Nine members of Congress, including Chris Smith of New Jersey and Alan Lowenthal of California, singled out the continued repression of dissidents in Vietnam. They urged President Obama to threaten no further expansion of relations without a significant and verifiable improvement in human rights.
They said the president should “raise concerns about a pattern of serious violations of human rights, especially as Vietnam aggressively seeks to expand trade with the United States.”
The House representatives said that a different approach was needed, and they drew attention to the “most troubling” recent arrests of the pro-democracy advocates, Nguyen Van Dai and Nguyen Huu Vinh.
They named a list of prisoners of conscience that should be released and called for the repeal of laws that are used by the Vietnamese government to silence dissent and arrest its critics.

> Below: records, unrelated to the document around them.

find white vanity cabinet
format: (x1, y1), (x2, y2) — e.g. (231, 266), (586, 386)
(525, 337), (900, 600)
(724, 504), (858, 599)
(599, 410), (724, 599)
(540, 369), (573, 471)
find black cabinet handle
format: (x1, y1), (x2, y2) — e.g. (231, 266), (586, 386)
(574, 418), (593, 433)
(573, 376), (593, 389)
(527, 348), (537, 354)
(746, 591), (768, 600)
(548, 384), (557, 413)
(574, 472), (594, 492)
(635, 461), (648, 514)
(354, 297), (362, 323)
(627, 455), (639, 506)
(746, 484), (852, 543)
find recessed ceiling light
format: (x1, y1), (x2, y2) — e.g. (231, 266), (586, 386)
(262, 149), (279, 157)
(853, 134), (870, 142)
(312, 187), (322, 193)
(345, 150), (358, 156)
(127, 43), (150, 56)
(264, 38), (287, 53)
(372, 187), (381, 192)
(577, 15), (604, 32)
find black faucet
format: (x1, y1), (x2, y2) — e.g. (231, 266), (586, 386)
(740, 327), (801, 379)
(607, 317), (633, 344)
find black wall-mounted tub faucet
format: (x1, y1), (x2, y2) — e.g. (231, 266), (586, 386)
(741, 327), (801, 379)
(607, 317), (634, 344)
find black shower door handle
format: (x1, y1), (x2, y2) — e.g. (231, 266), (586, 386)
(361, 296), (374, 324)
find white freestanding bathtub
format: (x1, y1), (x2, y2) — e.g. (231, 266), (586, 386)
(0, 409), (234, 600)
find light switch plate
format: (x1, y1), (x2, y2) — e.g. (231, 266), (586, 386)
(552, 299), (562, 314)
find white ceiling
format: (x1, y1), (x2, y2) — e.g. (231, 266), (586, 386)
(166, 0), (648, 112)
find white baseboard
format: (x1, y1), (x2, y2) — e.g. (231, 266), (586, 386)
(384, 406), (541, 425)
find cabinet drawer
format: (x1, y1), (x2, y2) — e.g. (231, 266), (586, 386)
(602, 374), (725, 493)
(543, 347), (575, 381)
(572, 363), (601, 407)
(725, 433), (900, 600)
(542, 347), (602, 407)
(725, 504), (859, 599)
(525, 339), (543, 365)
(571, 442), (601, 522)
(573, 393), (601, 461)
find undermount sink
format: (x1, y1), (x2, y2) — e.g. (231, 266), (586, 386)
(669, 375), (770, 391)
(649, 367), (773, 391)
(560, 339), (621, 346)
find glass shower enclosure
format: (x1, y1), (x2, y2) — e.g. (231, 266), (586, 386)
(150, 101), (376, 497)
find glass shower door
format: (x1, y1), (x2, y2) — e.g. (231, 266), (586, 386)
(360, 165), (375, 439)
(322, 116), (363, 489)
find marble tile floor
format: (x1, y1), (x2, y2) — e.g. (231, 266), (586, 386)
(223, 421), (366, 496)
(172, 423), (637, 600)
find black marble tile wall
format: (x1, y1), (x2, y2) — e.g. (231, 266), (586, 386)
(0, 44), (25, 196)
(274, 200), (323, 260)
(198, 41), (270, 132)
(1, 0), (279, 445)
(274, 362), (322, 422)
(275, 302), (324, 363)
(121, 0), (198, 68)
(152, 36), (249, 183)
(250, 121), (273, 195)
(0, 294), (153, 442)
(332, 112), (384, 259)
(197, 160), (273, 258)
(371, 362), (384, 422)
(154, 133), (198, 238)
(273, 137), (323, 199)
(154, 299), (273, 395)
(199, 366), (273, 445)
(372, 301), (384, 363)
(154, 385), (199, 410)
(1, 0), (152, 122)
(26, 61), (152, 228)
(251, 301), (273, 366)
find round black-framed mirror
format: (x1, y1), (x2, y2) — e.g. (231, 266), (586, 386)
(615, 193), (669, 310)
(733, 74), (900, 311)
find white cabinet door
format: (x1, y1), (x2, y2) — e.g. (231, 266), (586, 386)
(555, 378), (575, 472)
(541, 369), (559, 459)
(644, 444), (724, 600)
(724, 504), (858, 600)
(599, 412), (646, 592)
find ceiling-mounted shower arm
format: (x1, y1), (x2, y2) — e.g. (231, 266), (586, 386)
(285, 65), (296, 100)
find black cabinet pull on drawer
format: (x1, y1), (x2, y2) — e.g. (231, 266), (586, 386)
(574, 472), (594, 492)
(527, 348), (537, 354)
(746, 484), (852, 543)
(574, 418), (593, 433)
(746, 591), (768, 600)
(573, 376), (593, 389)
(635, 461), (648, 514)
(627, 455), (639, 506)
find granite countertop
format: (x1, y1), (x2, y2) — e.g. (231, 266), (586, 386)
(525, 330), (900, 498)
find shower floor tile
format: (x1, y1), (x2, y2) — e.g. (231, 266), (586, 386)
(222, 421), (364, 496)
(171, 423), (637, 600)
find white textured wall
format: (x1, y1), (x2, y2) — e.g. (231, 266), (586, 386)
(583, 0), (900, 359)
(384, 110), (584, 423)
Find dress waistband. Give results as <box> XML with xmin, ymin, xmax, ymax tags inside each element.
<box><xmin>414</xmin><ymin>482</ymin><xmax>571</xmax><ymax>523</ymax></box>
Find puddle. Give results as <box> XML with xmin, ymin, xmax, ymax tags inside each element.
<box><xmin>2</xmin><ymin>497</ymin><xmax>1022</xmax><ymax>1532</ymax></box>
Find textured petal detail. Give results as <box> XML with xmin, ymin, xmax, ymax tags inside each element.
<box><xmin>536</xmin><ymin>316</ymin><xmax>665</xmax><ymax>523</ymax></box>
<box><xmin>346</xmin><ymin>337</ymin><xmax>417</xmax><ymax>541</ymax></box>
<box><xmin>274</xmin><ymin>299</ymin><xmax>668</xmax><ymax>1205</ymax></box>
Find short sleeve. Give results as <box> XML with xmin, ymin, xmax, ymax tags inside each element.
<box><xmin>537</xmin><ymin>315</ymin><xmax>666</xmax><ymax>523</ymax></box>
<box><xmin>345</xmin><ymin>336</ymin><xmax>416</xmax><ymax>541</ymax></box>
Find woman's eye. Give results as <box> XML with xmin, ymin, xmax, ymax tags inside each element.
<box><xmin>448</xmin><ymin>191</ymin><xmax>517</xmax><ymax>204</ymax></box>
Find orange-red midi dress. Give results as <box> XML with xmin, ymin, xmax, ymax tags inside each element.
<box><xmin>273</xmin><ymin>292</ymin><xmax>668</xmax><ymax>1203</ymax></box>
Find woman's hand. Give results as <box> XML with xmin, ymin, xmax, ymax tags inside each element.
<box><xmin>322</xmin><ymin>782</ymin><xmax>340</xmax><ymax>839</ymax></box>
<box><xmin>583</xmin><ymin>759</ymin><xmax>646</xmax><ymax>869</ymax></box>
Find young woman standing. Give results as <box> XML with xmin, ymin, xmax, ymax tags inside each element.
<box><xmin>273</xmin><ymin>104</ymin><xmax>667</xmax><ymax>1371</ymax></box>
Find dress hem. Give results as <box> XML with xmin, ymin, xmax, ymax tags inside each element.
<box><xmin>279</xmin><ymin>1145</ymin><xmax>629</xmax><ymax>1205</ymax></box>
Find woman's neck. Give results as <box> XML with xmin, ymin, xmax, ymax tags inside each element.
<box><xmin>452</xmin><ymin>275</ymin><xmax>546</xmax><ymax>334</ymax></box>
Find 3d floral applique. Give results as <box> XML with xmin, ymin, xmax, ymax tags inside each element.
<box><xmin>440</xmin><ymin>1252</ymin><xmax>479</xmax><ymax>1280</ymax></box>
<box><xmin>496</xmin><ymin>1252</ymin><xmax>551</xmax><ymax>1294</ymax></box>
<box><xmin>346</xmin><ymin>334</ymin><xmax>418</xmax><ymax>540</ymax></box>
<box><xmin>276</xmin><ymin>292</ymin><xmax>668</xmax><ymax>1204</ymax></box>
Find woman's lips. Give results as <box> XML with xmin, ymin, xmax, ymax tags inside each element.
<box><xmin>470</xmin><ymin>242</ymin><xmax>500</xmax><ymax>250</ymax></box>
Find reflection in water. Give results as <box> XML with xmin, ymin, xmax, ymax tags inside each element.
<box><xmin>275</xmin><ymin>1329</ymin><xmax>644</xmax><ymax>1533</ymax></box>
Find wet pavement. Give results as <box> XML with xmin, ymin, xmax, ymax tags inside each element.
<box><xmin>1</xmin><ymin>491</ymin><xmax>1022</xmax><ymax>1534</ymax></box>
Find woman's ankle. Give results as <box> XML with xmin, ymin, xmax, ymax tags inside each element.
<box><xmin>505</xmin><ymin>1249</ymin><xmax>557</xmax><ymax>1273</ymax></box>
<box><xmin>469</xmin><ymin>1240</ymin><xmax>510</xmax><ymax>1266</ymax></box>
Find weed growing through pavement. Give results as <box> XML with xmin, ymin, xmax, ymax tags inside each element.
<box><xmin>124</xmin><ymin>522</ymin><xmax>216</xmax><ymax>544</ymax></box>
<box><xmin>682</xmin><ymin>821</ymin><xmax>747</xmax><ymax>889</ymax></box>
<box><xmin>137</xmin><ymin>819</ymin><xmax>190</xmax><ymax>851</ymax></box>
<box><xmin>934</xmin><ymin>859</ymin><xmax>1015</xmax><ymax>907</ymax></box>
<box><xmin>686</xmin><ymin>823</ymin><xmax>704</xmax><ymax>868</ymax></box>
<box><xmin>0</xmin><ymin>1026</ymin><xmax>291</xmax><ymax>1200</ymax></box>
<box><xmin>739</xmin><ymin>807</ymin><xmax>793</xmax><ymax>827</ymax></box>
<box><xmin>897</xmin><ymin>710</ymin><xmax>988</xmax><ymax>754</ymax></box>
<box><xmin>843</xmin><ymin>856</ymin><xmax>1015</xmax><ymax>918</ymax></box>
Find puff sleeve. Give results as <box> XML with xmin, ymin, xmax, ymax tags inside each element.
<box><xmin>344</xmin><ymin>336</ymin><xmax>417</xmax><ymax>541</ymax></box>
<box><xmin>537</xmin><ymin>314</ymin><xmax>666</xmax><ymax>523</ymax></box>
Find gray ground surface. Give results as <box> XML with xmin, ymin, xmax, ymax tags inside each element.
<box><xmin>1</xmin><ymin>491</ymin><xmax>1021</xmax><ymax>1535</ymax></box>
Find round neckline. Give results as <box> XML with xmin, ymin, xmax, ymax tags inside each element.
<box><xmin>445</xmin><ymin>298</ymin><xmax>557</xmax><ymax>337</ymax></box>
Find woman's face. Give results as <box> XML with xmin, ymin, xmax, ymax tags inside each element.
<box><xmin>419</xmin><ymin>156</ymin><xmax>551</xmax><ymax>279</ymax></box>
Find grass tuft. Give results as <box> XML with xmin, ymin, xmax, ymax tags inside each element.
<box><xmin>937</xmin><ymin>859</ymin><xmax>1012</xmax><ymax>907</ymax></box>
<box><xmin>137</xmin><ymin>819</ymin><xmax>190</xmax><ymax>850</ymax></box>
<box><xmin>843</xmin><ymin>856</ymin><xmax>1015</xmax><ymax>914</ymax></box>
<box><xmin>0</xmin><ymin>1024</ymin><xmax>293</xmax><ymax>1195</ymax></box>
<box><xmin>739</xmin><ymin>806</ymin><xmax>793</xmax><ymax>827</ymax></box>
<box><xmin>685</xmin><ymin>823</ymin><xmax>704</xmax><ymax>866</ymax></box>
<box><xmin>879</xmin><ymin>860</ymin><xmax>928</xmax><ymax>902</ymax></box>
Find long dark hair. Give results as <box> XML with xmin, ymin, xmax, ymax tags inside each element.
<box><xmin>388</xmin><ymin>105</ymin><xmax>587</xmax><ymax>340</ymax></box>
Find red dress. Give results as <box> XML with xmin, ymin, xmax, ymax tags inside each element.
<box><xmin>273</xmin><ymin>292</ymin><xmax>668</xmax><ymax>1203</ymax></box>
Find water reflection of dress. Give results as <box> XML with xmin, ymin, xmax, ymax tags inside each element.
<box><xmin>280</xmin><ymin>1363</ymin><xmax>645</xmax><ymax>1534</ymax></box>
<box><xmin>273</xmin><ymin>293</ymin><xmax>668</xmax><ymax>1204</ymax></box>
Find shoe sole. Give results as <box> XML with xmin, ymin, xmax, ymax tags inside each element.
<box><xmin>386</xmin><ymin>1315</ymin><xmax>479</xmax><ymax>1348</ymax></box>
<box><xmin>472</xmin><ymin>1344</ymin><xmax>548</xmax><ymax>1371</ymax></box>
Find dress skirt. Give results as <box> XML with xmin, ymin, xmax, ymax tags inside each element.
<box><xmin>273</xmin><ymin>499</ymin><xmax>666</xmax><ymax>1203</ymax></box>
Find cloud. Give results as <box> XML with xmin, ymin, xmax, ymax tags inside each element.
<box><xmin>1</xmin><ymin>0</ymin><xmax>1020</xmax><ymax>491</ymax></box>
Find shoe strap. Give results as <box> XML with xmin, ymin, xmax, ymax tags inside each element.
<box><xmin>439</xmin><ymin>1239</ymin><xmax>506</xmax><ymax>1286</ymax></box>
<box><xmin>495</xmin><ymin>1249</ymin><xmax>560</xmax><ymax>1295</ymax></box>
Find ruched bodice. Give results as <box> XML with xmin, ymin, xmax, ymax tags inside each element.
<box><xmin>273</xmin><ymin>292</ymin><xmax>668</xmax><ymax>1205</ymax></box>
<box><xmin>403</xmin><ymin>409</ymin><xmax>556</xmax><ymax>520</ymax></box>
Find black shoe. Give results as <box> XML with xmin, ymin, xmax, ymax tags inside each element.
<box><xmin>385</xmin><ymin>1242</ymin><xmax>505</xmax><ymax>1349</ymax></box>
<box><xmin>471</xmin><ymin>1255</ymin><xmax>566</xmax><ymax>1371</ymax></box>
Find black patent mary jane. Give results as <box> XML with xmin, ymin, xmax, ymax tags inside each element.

Whatever was said in private between the leaders, however, public statements were confined to the need for economic and strategic cooperation.
Human rights advocates and their allies in Congress will see the California meeting as a missed opportunity.
“He should not only demand the release of all political prisoners but, standing side by side with the Vietnamese prime minister, also call for the country to follow Burma’s example and hold genuine multiparty elections,” said Brad Adams, the Asia Director for Human Rights Watch.
The appearance of the outgoing Vietnamese prime minister, Nguyen Tan Dung, at the summit surprised some observers.
He may be a largely spent force in Vietnamese politics but he did take the opportunity to burnish his reputation as a leader comfortable with closer ties to the United States.
A statement on the Vietnamese government website made clear, without actually naming China, that he was calling for US pressure on Beijing over its construction of military facilities in the South China Sea.
“Prime Minister Dung suggested the United States has a stronger voice and more practical and more efficient actions requesting termination of all activities changing the status quo,” said the statement.
The White House announced that President Obama would visit Vietnam in May, yet another sign of how rapidly ties are improving.
Advocates for greater democracy and respect for civil rights will see this as another great opportunity to put pressure on the Vietnamese government over it human rights record.
Expectations will be tempered, however, by recent form and by Washington’s growing focus on its strategic contest with China.